白虎は欠伸をしながら尻尾を丸め今から寝ますな体勢になり。

堕天使は小腹が空き、吸血鬼にデザートを要求する。

人魚は自分の髪を弄りながら鋏を探さす。


魔界会議はダラケきっていた。


「はぁー」


司会進行の吸血鬼は胃をキリキリさせ、ため息をつきながら、そういえばと思い出す。


「ああ、そうでした。ついでですが、どうやら人間界で勇者召喚が行われたようです。今回はどうされますか?」


高齢魔族対応策でせっかく集まったのだ、ついでに勇者召喚についても話し合おう。

魔王に対して天敵のはずの勇者が魔界ではついで扱いであった。


「私は遠慮しよう」


以前堕天使が林檎があるかと勇者一行を襲ったが、あるのは干し肉、干物、乾物、水のみ。ドライフルーツ一つ持参しない勇者一行など襲う価値なし。


「私もお断りよ」


そんなことより傷んだ髪の集中ケアに忙しいと、人魚は鋏で枝毛を切りながら、さらに枝毛を探す。


「俺もパス」


弱い人間をいたぶるのは好きだが時季が悪い。白虎は今年から発情期(オトナ)なので求愛行動(ナンパ)を磨き、(カノジョ)との結婚を目指していた。


「では私が食料にしても問題ないですね」


そろそろ新鮮なA型かB型の血が飲みたい。吸血鬼血液占いでは勇者はだいたいがA型かB型。また今度は固形冷凍保存にせず、いつでもフレッシュな状態で飲めるよう飼育、繁殖するかと思考する吸血鬼。


「そうか!勇者かっ!!」

「「「「へっ????」」」」


魔王が椅子から立ち上がり閃いたとばかりに掌を拳でポンッと打つ。


曰く人間が魔王を倒して欲しくて勇者召喚出来るなら、魔族も魔族高齢者を何とかしてくれる勇者を召喚しよう。


「「「賛成!」」」


勇者召喚は満場一致で可決された。


通常人間なら多数の生け贄を捧げて、50人では足らない位の高位魔術師の魔力を枯渇させ、勿論それでも足りないから中位、下位魔術師の魔力に魔石に聖女の呼び掛け(処女なら誰でもOK )で勇者召喚と言う名の誘拐、拉致、洗脳して勇者は出来上がる。ちなみに勇者は異次元の者なので強弱はギャンブル。

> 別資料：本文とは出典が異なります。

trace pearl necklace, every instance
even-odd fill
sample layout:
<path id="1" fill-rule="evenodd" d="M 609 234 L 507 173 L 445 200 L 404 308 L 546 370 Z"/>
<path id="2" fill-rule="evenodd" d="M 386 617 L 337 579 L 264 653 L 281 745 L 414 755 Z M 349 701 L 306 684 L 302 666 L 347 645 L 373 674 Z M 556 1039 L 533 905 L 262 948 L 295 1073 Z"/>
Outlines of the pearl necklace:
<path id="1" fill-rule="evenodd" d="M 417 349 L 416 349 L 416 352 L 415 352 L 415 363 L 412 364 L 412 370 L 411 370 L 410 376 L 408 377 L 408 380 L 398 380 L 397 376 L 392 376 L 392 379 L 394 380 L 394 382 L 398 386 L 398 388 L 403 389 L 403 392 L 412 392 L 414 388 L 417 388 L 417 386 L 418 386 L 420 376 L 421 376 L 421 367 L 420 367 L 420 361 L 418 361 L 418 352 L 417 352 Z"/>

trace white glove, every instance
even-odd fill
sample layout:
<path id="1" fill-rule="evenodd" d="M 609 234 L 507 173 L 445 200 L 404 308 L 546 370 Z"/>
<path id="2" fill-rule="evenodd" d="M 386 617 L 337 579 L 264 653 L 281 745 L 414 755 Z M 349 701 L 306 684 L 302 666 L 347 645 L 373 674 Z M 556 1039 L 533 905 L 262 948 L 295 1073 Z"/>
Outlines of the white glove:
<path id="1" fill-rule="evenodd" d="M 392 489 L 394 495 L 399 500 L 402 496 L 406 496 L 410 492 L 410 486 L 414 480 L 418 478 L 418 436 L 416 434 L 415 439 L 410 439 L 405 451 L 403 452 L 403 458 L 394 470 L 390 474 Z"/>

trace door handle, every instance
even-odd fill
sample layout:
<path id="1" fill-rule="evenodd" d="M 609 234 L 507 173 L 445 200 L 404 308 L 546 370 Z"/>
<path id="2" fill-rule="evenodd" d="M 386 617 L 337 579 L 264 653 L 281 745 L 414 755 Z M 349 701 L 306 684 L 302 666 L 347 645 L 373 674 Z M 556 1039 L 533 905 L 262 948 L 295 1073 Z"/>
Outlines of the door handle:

この世界より重力が重く、酸素が薄く、魔力が過多な世界出身者なら強い勇者になるであろう。


だが魔族の頂点である魔王なら召喚魔術を一人で展開出来る。


善は急げとさっそく試みる魔王。


1秒目で魔方陣が輝く。

2秒目で『勇者召喚/////』と呼び掛ける。

3秒目で勇者が現れる。


3分クッキングならね3秒勇者召喚。

ちなみに人間は聖女(処女)の呼び掛け限定にしていたが男なら神父(童貞)でも可能。


だからなのか魔王が勇者召喚時、恥ずかしそうに照れながら召喚していた。周囲の魔族達は生温かい目で見守っていた。


でだ、待望の勇者、神無月悠莉が召喚陣より現れた。

ルームウエアでダラダラ寝ていた格好のまま。


何が起きたか分からずただ混乱する勇者。


「はぁ!?」


現実逃避しだした勇者の心情など、お構いなしにストレートに要件を告げる魔王。


「前魔王陛下のどうにかしてくれ」


魔王様の切実な願いに勇者は…………


「はあぁぁぁぁぁあああっっっっ!!!!????」


大音響で叫ぶのであった。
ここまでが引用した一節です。